In rendering the decision Jan. 24 – which was posted online Friday – Judge Neena Sharma cited a failure by the district to take action to prevent children from accessing the building’s roof via trees.

“I conclude it was foreseeable that trees close to the school might be used to access the roof,” Sharma found. “It is simple common sense that if a child can get onto a roof, it is reasonably foreseeable that the child might fall off that roof and get badly injured.”

The injured Grade 7 student was one of two who had climbed onto the White Rock school’s roof via a cherry tree after classes on March 4, 2008.

The district had argued it could not have anticipated such an event.

According to Sharma’s reasons for judgment, the student, in Grade 7 at the time, fell during efforts to get down, which followed a yelled order by the principal to do so (Sharma found the principal’s conduct did not contribute to the student’s injuries).

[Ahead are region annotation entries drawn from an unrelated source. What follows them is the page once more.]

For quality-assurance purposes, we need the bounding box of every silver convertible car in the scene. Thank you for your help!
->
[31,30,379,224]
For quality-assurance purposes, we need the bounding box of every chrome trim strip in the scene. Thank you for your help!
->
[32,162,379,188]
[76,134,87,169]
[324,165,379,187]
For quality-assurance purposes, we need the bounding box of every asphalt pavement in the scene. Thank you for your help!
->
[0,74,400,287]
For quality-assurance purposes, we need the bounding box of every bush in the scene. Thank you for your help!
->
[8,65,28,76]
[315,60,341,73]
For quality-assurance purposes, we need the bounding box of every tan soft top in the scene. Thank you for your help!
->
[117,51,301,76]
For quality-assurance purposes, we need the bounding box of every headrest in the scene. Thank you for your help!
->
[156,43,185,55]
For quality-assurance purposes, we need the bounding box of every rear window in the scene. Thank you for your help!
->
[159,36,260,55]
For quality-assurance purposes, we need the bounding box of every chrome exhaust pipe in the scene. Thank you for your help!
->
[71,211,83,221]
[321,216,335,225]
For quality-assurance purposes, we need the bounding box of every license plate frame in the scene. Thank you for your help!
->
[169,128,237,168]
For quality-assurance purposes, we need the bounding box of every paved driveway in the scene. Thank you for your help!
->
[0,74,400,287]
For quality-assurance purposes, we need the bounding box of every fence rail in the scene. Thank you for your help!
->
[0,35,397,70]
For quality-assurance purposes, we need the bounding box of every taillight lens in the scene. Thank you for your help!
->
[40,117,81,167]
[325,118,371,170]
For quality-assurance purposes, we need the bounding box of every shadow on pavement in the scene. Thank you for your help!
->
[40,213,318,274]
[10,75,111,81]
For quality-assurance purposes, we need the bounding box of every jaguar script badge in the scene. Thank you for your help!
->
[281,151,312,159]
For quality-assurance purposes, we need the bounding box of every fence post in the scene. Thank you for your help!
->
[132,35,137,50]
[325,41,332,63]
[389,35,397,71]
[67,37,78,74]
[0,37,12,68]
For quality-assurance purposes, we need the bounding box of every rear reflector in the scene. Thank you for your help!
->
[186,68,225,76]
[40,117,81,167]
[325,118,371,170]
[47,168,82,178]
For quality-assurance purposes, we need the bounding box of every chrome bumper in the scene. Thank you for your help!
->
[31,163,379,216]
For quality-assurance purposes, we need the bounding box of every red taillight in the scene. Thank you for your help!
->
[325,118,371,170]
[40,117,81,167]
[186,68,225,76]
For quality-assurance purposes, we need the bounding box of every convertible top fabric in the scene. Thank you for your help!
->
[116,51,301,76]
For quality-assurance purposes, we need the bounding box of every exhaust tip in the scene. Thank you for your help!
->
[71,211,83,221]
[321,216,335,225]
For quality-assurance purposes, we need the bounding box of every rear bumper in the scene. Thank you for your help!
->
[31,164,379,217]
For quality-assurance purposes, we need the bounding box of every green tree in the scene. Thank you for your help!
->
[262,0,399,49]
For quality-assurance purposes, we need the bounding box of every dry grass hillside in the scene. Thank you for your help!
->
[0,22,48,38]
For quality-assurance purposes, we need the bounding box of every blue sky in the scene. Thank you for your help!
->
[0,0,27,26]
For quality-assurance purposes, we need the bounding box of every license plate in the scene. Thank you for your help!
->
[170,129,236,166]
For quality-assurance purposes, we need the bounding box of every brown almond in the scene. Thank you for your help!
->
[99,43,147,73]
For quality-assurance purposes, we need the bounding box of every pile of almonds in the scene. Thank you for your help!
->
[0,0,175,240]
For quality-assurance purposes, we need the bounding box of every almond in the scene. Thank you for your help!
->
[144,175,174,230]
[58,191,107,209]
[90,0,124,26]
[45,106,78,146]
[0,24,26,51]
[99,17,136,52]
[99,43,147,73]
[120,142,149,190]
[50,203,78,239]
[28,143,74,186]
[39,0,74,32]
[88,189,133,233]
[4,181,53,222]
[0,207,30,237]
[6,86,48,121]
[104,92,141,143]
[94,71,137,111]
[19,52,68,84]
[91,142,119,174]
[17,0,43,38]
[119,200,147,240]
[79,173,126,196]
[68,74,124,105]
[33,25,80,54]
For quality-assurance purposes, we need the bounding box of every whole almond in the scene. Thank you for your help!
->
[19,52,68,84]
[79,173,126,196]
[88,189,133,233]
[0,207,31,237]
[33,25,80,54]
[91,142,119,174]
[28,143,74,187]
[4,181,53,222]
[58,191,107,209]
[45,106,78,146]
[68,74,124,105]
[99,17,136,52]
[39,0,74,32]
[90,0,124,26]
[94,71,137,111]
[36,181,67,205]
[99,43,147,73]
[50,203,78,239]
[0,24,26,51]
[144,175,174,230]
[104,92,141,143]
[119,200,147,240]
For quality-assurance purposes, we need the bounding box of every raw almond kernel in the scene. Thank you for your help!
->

The boy fell approximately 20 feet into a gated cement stairwell, suffering injuries that kept him in hospital for two weeks.

While Sharma found that the students’ choice to get off the roof was “motivated primarily, if not exclusively, by the desire not to get caught and thus into trouble,” she said she was not persuaded by submissions the defendant could not have anticipated such an event.

“…this problem was known to the principal, teachers, maintenance workers, students and their families and others. Despite this, there is no evidence that the defendant required anyone to turn their mind to whether any trees were growing too close to the school roof and providing the access that allowed for this problem to persist.”